Department of Molecular and Cellular Phamacology, University of Miami School of Medicine PO Box 016189, Miami, FL 33140, USA.
Cell Div. 2010 Aug 27;5:20. doi: 10.1186/1747-1028-5-20.
In fission yeast the intra-S phase and DNA damage checkpoints are activated in response to inhibition of DNA replication or DNA damage, respectively. The intra-S phase checkpoint responds to stalled replication forks leading to the activation of the Cds1 kinase that both delays cell cycle progression and stabilizes DNA replication forks. The DNA damage checkpoint, that operates during the G2 phase of the cell cycle delays mitotic progression through activation of the checkpoint kinase, Chk1. Delay of the cell cycle is believed to be essential to allow time for either replication restart (in S phase) or DNA damage repair (in G2). Previously, our laboratory showed that fission yeast cells deleted for the N-terminal half of DNA polymerase ε (Cdc20) are delayed in S phase, but surprisingly require Chk1 rather than Cds1 to maintain cell viability. Several additional DNA replication mutants were then tested for their dependency on Chk1 or Cds1 when grown under semi-permissive temperatures. We discovered that mutants defective in DNA replication initiation are sensitive only to loss of Chk1, whilst mutations that inhibit DNA replication elongation are sensitive to loss of both Cds1 and Chk1. To confirm that the Chk1-sensitive, Cds1-insensitive phenotype (rid phenotype) is specific to mutants defective in DNA replication initiation, we completed a genetic screen for cell cycle mutants that require Chk1, but not Cds1 to maintain cell viability when grown at semi-permissive temperatures. Our screen identified two mutants, rid1-1 and rid2-1, that are defective in Orc1 and Mcm4, respectively. Both mutants show defects in DNA replication initiation consistent with our hypothesis that the rid phenotype is replication initiation specific. In the case of Mcm4, the mutation has been mapped to a highly conserved region of the protein that appears to be required for DNA replication initiation, but not elongation. Therefore, we conclude that the cellular response to inhibition of DNA replication initiation is distinct from blocking DNA replication elongation, and this difference can be exploited to identify mutants specifically defective in DNA replication initiation.

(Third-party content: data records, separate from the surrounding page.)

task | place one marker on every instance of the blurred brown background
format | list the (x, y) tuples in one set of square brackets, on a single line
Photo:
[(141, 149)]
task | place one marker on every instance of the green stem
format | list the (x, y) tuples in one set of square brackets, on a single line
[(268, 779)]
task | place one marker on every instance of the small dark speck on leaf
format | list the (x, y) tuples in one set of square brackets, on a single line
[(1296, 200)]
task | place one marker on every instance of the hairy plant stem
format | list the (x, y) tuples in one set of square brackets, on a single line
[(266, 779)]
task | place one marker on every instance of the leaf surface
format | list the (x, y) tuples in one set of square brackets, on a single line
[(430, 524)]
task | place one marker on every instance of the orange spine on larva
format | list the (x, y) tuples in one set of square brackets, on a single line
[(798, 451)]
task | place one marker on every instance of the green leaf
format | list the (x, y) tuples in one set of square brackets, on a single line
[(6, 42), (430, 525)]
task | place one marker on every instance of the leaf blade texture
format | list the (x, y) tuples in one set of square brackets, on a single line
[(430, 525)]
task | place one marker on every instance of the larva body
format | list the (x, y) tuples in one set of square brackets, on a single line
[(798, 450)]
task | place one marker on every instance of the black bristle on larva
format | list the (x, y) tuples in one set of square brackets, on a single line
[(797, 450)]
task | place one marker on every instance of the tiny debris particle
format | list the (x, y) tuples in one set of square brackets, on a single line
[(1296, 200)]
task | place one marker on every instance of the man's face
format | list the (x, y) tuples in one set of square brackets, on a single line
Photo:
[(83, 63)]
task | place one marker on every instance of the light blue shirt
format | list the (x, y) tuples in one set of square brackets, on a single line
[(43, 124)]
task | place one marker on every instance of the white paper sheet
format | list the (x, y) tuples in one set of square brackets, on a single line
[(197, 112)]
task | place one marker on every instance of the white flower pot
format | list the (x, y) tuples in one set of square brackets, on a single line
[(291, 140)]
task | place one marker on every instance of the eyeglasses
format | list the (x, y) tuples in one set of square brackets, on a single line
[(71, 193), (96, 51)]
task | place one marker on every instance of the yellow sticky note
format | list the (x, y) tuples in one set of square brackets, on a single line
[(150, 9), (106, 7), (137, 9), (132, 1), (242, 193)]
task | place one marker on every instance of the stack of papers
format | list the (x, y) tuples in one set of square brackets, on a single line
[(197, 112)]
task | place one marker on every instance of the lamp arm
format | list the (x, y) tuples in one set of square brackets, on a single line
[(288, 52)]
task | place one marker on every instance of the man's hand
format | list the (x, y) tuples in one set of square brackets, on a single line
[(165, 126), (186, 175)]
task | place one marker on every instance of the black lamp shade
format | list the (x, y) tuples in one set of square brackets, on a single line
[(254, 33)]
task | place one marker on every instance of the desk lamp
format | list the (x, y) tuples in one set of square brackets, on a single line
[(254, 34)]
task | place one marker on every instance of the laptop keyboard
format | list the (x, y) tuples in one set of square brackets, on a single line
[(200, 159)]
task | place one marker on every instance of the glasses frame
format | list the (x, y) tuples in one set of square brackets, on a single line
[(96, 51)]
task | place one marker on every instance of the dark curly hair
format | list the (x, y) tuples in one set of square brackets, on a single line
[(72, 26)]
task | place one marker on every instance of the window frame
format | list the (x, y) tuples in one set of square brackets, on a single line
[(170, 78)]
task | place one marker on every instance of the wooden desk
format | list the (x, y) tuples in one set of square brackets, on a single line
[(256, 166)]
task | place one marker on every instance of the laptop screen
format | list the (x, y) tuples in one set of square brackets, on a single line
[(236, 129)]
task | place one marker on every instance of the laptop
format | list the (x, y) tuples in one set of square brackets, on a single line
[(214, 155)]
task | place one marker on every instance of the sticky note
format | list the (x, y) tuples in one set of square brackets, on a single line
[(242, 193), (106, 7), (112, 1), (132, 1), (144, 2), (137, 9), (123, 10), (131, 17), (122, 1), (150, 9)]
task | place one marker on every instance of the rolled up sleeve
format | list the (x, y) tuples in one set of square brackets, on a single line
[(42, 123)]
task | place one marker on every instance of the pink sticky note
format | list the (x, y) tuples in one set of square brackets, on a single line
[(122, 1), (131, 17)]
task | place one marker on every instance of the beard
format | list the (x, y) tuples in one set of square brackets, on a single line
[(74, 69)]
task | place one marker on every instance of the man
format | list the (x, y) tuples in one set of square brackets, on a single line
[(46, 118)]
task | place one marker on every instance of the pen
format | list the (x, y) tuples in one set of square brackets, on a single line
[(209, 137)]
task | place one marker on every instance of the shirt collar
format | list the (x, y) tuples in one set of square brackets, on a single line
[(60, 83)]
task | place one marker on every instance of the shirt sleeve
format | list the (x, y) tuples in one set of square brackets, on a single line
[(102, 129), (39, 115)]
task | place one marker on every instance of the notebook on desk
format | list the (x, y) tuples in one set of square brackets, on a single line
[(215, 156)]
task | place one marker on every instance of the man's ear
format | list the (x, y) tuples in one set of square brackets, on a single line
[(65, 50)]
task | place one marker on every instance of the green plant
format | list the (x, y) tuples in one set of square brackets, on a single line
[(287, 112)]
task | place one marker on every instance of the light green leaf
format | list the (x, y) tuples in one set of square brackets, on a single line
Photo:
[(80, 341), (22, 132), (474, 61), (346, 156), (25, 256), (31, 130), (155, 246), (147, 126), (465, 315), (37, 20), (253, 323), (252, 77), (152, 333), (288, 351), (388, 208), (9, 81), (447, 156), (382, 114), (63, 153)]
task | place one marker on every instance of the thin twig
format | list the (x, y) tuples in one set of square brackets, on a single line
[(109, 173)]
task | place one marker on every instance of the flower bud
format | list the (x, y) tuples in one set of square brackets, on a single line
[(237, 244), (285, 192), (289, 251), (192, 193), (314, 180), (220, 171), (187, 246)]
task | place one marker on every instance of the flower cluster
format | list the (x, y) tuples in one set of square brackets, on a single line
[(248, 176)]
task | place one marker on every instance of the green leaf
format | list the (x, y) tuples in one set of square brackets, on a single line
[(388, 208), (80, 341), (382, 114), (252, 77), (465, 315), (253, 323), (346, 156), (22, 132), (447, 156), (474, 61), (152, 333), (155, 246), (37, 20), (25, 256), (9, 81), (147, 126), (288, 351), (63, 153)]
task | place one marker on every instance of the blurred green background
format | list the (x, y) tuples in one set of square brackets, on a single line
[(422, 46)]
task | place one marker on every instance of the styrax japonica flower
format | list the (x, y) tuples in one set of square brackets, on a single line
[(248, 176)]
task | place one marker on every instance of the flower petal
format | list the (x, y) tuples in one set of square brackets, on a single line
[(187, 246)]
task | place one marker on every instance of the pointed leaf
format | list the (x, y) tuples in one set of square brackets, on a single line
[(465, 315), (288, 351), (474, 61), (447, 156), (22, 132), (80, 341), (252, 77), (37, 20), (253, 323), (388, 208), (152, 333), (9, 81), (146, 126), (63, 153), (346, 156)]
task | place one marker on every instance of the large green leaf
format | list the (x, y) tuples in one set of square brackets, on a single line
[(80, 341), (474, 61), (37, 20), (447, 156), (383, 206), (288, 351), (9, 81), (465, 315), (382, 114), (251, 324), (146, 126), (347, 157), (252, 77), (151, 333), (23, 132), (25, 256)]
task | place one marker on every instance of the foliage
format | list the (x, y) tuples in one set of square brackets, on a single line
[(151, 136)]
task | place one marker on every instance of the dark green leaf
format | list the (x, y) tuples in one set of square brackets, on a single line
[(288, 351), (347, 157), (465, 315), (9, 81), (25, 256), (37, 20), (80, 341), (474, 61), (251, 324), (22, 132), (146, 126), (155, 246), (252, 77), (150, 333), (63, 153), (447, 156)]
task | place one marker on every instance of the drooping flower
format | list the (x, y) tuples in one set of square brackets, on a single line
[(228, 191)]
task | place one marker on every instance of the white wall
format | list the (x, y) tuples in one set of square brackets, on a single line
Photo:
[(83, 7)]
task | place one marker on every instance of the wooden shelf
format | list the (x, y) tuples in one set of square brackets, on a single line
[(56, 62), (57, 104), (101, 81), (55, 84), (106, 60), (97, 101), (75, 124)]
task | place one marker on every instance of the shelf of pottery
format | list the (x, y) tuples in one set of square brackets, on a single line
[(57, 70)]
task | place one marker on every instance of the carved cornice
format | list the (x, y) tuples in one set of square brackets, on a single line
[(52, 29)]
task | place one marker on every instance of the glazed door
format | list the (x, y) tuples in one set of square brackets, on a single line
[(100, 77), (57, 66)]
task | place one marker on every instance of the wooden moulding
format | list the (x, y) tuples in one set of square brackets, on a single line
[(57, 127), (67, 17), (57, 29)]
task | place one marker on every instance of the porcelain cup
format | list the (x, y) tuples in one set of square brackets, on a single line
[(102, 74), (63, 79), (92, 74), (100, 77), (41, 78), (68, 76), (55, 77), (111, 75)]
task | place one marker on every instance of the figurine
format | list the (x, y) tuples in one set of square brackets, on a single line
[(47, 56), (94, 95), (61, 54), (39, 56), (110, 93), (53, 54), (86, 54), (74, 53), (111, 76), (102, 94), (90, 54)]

在裂殖酵母中,内 S 期和 DNA 损伤检查点分别响应于 DNA 复制的抑制或 DNA 损伤而被激活。内 S 期检查点响应于停滞的复制叉,导致 Cds1 激酶的激活,该激酶既延迟细胞周期进程,又稳定 DNA 复制叉。DNA 损伤检查点在细胞周期的 G2 期起作用,通过激活检查点激酶 Chk1 延迟有丝分裂进程。细胞周期的延迟被认为是必需的,以便为复制启动(在 S 期)或 DNA 损伤修复(在 G2 期)留出时间。此前,我们实验室表明,缺失 DNA 聚合酶 ε(Cdc20)N 端一半的裂殖酵母细胞在 S 期被延迟,但令人惊讶的是,为了维持细胞活力,它们需要 Chk1 而不是 Cds1。然后,我们测试了其他几个 DNA 复制突变体在半许可温度下生长时对 Chk1 或 Cds1 的依赖性。我们发现,复制起始缺陷的突变体仅对 Chk1 的缺失敏感,而抑制 DNA 复制延伸的突变体对 Cds1 和 Chk1 的缺失都敏感。为了确认 Chk1 敏感、Cds1 不敏感表型(rid 表型)特异性针对复制起始缺陷的突变体,我们完成了一个针对需要 Chk1 但不需要 Cds1 才能在半许可温度下维持细胞活力的细胞周期突变体的遗传筛选。我们的筛选确定了两个突变体 rid1-1 和 rid2-1,它们分别在 Orc1 和 Mcm4 中缺陷。这两个突变体都显示出与我们的假设一致的 DNA 复制起始缺陷,即 rid 表型是复制起始特异性的。在 Mcm4 的情况下,该突变已被定位到该蛋白的高度保守区域,该区域似乎对于 DNA 复制起始是必需的,但不是延伸所必需的。因此,我们得出结论,细胞对 DNA 复制起始抑制的反应与阻断 DNA 复制延伸不同,并且可以利用这种差异来鉴定专门在 DNA 复制起始中缺陷的突变体。